From: Neal H. Walfield
Subject: Resource Management on General-Purpose Systems
Date: Thu, 12 Jul 2007 16:41:59 +0200
User-agent: Wanderlust/2.14.0 (Africa) SEMI/1.14.6 (Maruoka) FLIM/1.14.6 (Marutamachi) APEL/10.6 Emacs/21.4 (i386-pc-linux-gnu) MULE/5.0 (SAKAKI)

General-purpose systems include both interactive systems, such as PDAs
and Desktops, as well as small to medium-sized servers.  Although many
applications that run on such systems have timeliness properties,
efficient use of available resources is more important than
schedulability (i.e., meeting deadlines).  Achieving this goal is
complicated by the fact that workloads are often unpredictable and
dynamic.  This requires such systems be able to dynamically adapt to
maximize efficiency.  In short,

  General-purpose systems:
    goal: efficient use of resources
    observation: unknown workloads
    observation: changing demand

Given the increasing amount of resources available, Tanenbaum, in a
private discussion, argued that paging of anonymous memory is no
longer interesting.  Once you start paging, the game is over.
Instead, he claimed, should it come to the point where paging is
necessary, an error should be returned and, for instance, the shell
should prompt the user to close an application.
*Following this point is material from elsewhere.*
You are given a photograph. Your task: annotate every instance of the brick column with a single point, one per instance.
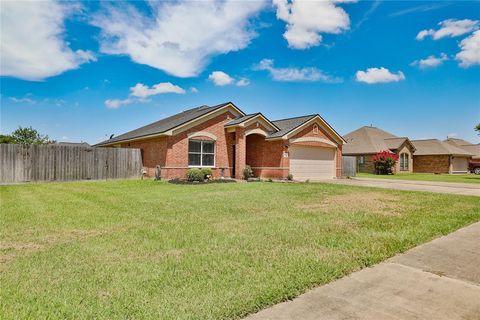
(240, 152)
I disagree with his claim that there is a near abundance of resources.
First, the data that is manipulated on these systems is growing in
size and complexity.  The resolution of digital photos and movies are
increasing and web pages contain rich content such as Flash or Ajax
applications.  Second, many programs can adapt to available resources
changing the quality of the output or the amount of data cached.
Third, some devices have less, not more, resources.  OLPC is a
particularly good example.  Linksys Routers, in which saving a few
megabytes of flash are enough to motivate an entire rewrite of the
system [1], and hand held PCs such as the Nokia 770 and N800 also fall
into this category.

The problem is not how to more intelligently choose the page to evict,
but how to intelligently choose the page to free.  That is, I agree
with Tanenbaum that if an active program's working set does not fit in
core and must be swapped, there is a problem.  However, memory
management is still interesting: when there is memory pressure, the
scheduler should concentrate on enabling adaptation.

Reactions?

Neal


[1] Rafe Needleman, "Technology marches backwards," June 14, 2006.